Comme le dit Yolande Geadah dans son livre Droit à la différence et non différence des droits, « l’approche juridique occidentale qui conçoit la liberté religieuse sous l’angle du choix individuel ne permet pas de tenir compte d’une réalité sociologique plus vaste, où des individus et des groupes organisés se réclament de la démocratie pour tenter de s’arroger un pouvoir abusif, niant ainsi des libertés fondamentales ». En particulier, cette approche juridique qui soutient le droit de celles qui revendiquent le voile « n’offre aucune protection à celles qui sont forcées de le porter, ce qui viole ainsi leur droit à la liberté de conscience ». 

Une attaque démesurée 

Le déploiement de l’artillerie lourde et l’enflure verbale à laquelle nous assistons présentement dans le dossier de la laïcité sont dirigés contre l’interdiction de l’affichage religieux chez les employés de l’État, et notamment chez les enseignantes.

Les arguments avancés prennent l’allure d’une défense du voile islamique, l’avocat Julius Grey allant jusqu’à suggérer qu’une enseignante voilée serait un bon modèle pour ses élèves. A-t-on fait tout ce chemin vers l’égalité pour en arriver là ?

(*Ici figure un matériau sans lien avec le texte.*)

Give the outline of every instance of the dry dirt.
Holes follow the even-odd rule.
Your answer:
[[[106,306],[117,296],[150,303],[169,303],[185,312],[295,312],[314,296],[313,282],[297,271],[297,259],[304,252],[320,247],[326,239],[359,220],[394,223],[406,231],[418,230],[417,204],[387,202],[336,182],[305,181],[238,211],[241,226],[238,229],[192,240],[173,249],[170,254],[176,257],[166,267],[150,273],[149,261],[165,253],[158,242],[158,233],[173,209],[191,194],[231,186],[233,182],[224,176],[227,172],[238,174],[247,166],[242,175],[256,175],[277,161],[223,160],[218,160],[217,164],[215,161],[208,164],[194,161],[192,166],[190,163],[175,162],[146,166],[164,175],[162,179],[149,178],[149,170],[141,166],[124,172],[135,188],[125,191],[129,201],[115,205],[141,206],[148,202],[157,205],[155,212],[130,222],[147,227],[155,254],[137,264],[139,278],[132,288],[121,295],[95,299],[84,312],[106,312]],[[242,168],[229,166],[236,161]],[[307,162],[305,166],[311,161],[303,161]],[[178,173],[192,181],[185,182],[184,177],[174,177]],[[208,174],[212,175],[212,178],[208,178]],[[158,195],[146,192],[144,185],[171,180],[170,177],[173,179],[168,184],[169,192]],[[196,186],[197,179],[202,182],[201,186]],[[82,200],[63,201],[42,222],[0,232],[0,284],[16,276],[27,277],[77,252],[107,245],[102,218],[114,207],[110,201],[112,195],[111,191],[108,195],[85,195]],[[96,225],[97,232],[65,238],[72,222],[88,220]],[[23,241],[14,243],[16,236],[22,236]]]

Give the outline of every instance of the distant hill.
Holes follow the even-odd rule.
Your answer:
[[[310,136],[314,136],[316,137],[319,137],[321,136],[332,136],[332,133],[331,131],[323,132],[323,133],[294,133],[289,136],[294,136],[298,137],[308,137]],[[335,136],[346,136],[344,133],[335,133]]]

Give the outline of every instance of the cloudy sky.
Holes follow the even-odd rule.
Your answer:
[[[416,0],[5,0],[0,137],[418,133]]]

Le voile islamique, qui est le véhicule le plus efficace de la propagande islamiste, est-il en voie de devenir le véhicule du multiculturalisme canadien ?

Les femmes et les petites filles musulmanes sont-elles les otages de cette confrontation politique visant à contester le caractère distinct du Québec au sein de la fédération canadienne ? 

Selon ses détracteurs, le projet de loi 21, approuvé par une majorité de Québécois, constituerait une discrimination à l’endroit des minorités. Ce discours n’a aucun sens. Tout d’abord, les exigences de neutralité qui en découlent concernent tous les employés des secteurs visés, sans aucune distinction de religion, de culture ou d’origine ethnique. D’autre part, de nombreuses organisations regroupant des citoyennes et citoyens de toutes provenances, notamment l’Association québécoise des Nord-Africains pour la laïcité (AQNAL) dont je fais partie, expriment leur appui à cette conception québécoise de la laïcité. D’ailleurs, selon divers sondages et recherches sur le terrain, il n’y a pas d’opposition binaire entre majorité et minorités ethnoculturelles dans ce domaine (lettre des universitaires en faveur du projet de loi 21).

Finalement, cessons de répéter ad nauseam que la minorité musulmane serait contre la laïcité. Comme le dit Kamel Amari, journaliste à TQ5, dans une capsule vidéo diffusée sur la page de Pour les droits des femmes du Québec, « ce sont les islamistes qui sont minoritaires. C’est pour cela qu’ils doivent faire beaucoup de bruit pour se faire remarquer ». 

Au-delà de la protection des droits individuels, la responsabilité du gouvernement est de veiller au bien commun et à la paix sociale. Pour cela, il est primordial de s’assurer que la religion n’interfère pas dans les relations entre les institutions de l’État et les citoyens.

Bien qu’imparfait, le projet de loi 21 constitue une avancée majeure dans le sens de l’affirmation de la laïcité de l’État, enfin reconnue comme un principe fondamental du Québec, découlant d’un parcours historique spécifique de la nation québécoise.

C’est une loi de progrès social qui, une fois la déferlante passée, fera du Québec un modèle en Amérique du Nord en matière de laïcité, comme il l’a été en matière de protection sociale et d’éducation.